By actively managing the context, I ensure the AI generates code that fits my project's style and existing logic. This is why I consider my AWS Solutions Architect (Associate) certification a benefit here; it taught me how to think about systems holistically, even when I'm focusing on a small part.

Step 3: Craft Concise, Specific Prompts

Vague prompts lead to vague results. Be direct. Avoid ambiguity. Think about what a junior developer would need to understand the task.

Instead of "Make a form," I write: "Create a React functional component for a user registration form. It needs fields for email, password, and confirmPassword. Include basic client-side validation for required fields and password matching. Use Tailwind CSS for styling."

When I was building features for Trust Revamp, my review management system, I often needed database migrations. My prompt would be: "Generate a Laravel migration for a reviews table. It should have columns: user_id (foreign key to users table), product_id (foreign key to products table), rating (tinyInteger, nullable), comment (text, nullable), approved (boolean, default false). Add timestamps."

Notice the specific data types, constraints, and relationships. The more detail you provide upfront, the less time you spend correcting the AI's output.

Step 4: Iterate and Refine: Treat AI Output as a Draft

Never blindly copy and paste. The AI's output is always a starting point, a draft. It's there to get you to 20%, not 100%.

My process is:

  1. Generate: Get the initial code from the AI.
  2. Review: Read every line. Does it make sense? Does it fit my project's conventions? Are there any obvious errors?
  3. Refine: Make manual adjustments. Add specific business logic. Rename variables for clarity. Optimize performance where needed.
  4. Test: Run unit tests, integration tests, and manual tests.

When I used an AI assistant to generate a complex SQL query for analytics in Flow Recorder, it gave me a good starting point. But it didn't account for a specific edge case in my data structure. I refined the WHERE clauses and added a LEFT JOIN for an optional related table. This took 5 minutes, but saved me an hour of debugging if I had copied it directly.

This iterative process is where your 8 years of experience truly shine. You're the expert. The AI is a powerful tool in your hands.

Step 5: Master the Art of "Undo and Re-prompt"

This is the essential step most guides miss. If the AI output isn't right, don't just try to edit it heavily. Often, it's faster to undo the generated code, adjust your prompt, and ask again.

Think of it like this: if you give a junior developer unclear instructions, and they deliver something wrong, you don't just fix their code. You clarify your instructions and ask them to try again. The same applies to AI.

For example, if I asked for a Vue component and it generated a React component, I wouldn't try to manually convert it. I'd Ctrl+Z (or Cmd+Z), and re-prompt: "Apologies, I need a Vue 3 functional component for the user profile, with <script setup> syntax."

This approach saves you from spending time fixing fundamental misunderstandings. It trains you to give better prompts, and it trains the AI (in a sense, by giving it clearer feedback). I've found this "undo and re-prompt" loop to be one of the most powerful time-saving techniques in my AI-powered workflow.

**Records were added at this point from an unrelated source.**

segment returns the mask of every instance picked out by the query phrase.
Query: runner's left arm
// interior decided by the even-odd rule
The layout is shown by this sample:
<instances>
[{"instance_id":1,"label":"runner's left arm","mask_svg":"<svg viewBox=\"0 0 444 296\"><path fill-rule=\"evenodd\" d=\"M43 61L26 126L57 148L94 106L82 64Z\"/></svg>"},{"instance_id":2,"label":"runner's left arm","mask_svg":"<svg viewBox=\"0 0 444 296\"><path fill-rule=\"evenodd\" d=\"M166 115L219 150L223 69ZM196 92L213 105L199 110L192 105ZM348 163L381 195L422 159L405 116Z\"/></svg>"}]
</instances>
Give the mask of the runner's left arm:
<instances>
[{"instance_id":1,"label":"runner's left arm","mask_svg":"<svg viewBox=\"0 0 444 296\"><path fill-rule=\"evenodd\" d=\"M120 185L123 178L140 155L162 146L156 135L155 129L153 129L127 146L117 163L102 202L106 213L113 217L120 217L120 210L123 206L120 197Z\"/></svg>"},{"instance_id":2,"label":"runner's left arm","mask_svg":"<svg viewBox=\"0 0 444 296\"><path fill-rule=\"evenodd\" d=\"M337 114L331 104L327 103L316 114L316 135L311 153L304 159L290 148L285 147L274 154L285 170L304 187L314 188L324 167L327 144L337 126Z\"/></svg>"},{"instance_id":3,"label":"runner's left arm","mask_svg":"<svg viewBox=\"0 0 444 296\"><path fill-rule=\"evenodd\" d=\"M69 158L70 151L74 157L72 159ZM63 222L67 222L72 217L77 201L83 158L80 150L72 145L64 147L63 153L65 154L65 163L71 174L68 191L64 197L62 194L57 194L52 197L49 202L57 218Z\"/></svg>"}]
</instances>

Real Examples of AI-Powered Development in Action

These aren't hypothetical scenarios. These are direct applications from my work, building and scaling SaaS products for global audiences right here in Dhaka. I'll show you specific numbers and outcomes.

Example 1: Streamlining Shopify App Development for Store Warden

Setup: I was adding a new feature to Store Warden, a Shopify app I built, which required fetching specific order details and customer data from the Shopify API. This involved creating a new Laravel controller, a service class to handle API calls, and a database migration to store some cached data.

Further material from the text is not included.